The skill inspects cloud billing data, resource metadata (tags), telemetry (metrics/traces), and application events to map spend to business entities. It combines cost allocation rules with application-level attributes (for example, OpenTelemetry cost tags) to compute cost per service, customer, or request.
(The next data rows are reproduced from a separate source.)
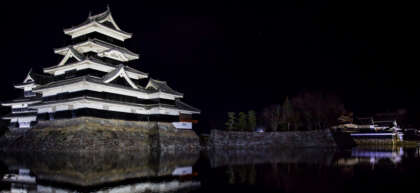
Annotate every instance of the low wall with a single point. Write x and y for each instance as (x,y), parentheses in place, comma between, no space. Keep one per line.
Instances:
(86,134)
(235,139)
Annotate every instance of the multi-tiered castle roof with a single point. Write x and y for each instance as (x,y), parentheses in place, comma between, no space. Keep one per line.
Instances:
(93,79)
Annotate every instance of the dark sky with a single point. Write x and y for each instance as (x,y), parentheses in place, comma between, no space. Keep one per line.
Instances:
(235,55)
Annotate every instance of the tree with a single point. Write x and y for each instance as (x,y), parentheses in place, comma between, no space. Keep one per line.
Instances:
(272,116)
(317,110)
(288,114)
(230,124)
(252,120)
(242,121)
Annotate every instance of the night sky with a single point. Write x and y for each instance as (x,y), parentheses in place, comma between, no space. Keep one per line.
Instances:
(235,55)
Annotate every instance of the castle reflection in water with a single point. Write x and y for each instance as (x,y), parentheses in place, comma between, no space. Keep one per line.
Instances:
(283,169)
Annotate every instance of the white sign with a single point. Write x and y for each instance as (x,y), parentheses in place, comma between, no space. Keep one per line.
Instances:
(182,125)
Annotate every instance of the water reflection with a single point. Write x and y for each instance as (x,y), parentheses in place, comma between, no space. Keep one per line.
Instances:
(361,169)
(107,172)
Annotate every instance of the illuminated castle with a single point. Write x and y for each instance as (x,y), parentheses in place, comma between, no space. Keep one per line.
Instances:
(93,79)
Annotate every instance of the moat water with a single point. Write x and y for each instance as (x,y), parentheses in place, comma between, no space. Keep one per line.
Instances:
(361,169)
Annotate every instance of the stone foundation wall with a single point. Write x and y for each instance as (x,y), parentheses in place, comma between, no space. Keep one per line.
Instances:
(235,139)
(87,134)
Anomaly detection models flag deviations from historical patterns and trigger alerts for investigation.

When to use it

When you need to allocate cloud spend to teams, products, or customers for accountability.
When bills are growing and you want to find the services or queries driving the increase.
When you want to measure unit economics like cost per request, cost per customer, or COGS.
When you need automated alerts for sudden spend spikes or gradual cost drift.
When preparing executive dashboards that link revenue to infrastructure cost.

Best practices

Enforce a mandatory tagging schema (Environment, Service, Owner, Project, TenantID) at provisioning time via IaC.
Instrument application traces with cost attributes so shared resources can be attributed per request.
Track both macro metrics (total spend) and micro metrics (cost per request, per customer) to avoid misleading conclusions.
Use anomaly detection tuned to your patterns (hourly, daily, weekly) and route alerts to Slack/PagerDuty with context.
Combine native cloud tools (Cost Explorer, Anomaly Detection) with specialized tools (Kubecost, Infracost) for coverage.

Example use cases

Detecting a runaway GPU instance that caused a sudden $XK increase and alerting the owning team for remediation.
Calculating cost per active user to evaluate feature-level profitability before a product launch.
Using OpenTelemetry spans to charge multi-tenant database queries to individual TenantIDs.
Running CI checks with Infracost to reject PRs that introduce large recurring infra costs.
Building an engineering dashboard showing top 5 costliest microservices and idle resources to prioritize optimizations.

FAQ

How granular should tagging be?

Tag at the service and owner level as a minimum; add Project and TenantID for product or customer attribution. Keep tags consistent and enforced via IaC.

Which tools should I start with?

Start with native cloud cost explorer and anomaly detection for trend visibility, add Kubecost for Kubernetes, and use Infracost in CI for PR-level cost review.